L’emendamento di Bulloni e Mortati creò non pochi imbarazzi ai tre grandi gruppi politici presenti in Assemblea, forse perché uno dei primi provvedimenti delle forze anti-fasciste riunite nel Comitato di liberazione nazionale (Cln) fu proprio quello di estendere ai membri del Pnf le misure di prevenzione che il regime aveva applicato ai loro militanti durante il ventennio. Con i decreti legislativi luogotenenziali nn. 419/1944 e 149/1945, infatti, il Cln estese le misure di prevenzione, in particolare quella del confino di polizia, agli iscritti e ai dirigenti del Pnf, con l’intento di neutralizzarne l’attivismo politico eversivo in quella delicata fase, in cui le fragili istituzioni democratiche stavano prendendo vita.

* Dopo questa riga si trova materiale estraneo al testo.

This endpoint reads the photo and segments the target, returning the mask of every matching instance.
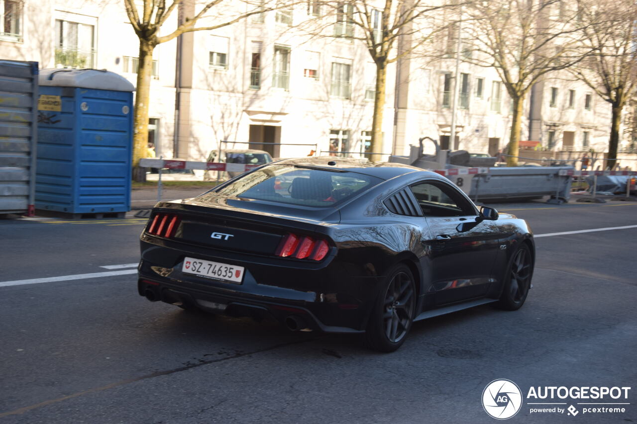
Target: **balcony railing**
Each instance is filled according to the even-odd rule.
[[[261,88],[261,69],[258,67],[250,70],[250,88],[255,90]]]
[[[80,50],[76,48],[56,48],[55,66],[62,67],[93,68],[97,52],[94,50]]]
[[[290,73],[275,72],[272,75],[272,87],[288,91],[290,89]]]
[[[292,10],[291,9],[281,9],[276,11],[276,15],[275,16],[275,20],[280,23],[287,25],[289,27],[292,26]]]
[[[352,38],[354,36],[354,25],[346,22],[336,22],[334,25],[334,36]]]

Le misure di prevenzione “fasciste” vennero poi riscritte dal Parlamento repubblicano, con la legge n. 1423/1956, in forte continuità con i testi precedenti, al fine di colpire non solo gli oziosi e i vagabondi abituali, ma anche quanti dovevano ritenersi – sulla base di elementi di fatto o notori – abitualmente dediti a traffici delittuosi, ovvero che per la loro condotta e il loro tenore di vita dovevano ritenersi, sempre sulla base di meri elementi indiziari, vivere grazie ai proventi di attività delittuose. Peraltro, il legislatore non si limitò soltanto a queste categorie, visto che estese l’applicazione delle misure, da un lato, a quanti fossero ritenuti dediti al favoreggiamento ovvero allo sfruttamento della prostituzione, alla corruzione dei minori, al contrabbando, al traffico di stupefacenti e alle scommesse clandestine; dall’altro, a coloro i quali, per il loro comportamento pubblico, dovessero ritenersi – sempre sulla base di meri elementi di fatto –, dediti alla commissione di reati che offendevano o mettevano in pericolo l’integrità fisica e morale dei minorenni, la sanità, la sicurezza ovvero la tranquillità pubblica. Quanto alle misure previste dalla legge, esse andavano dalla diffida del questore al rimpatrio con foglio di via obbligatorio nel luogo di residenza, fino alla sorveglianza speciale e al divieto ovvero all’obbligo di soggiorno in determinati comuni o province. Queste ultime tre misure, inoltre, erano comminate con l’obbligo, per il destinatario, di rispettare una serie di precetti non tassativi, ossia: vivere onestamente, rispettare le leggi, cercarsi un lavoro, non frequentare luoghi e persone sospette, non rincasare troppo tardi la sera e non uscire troppo presto la mattina, previo avviso alle autorità di pubblica sicurezza in caso di spostamento diurno.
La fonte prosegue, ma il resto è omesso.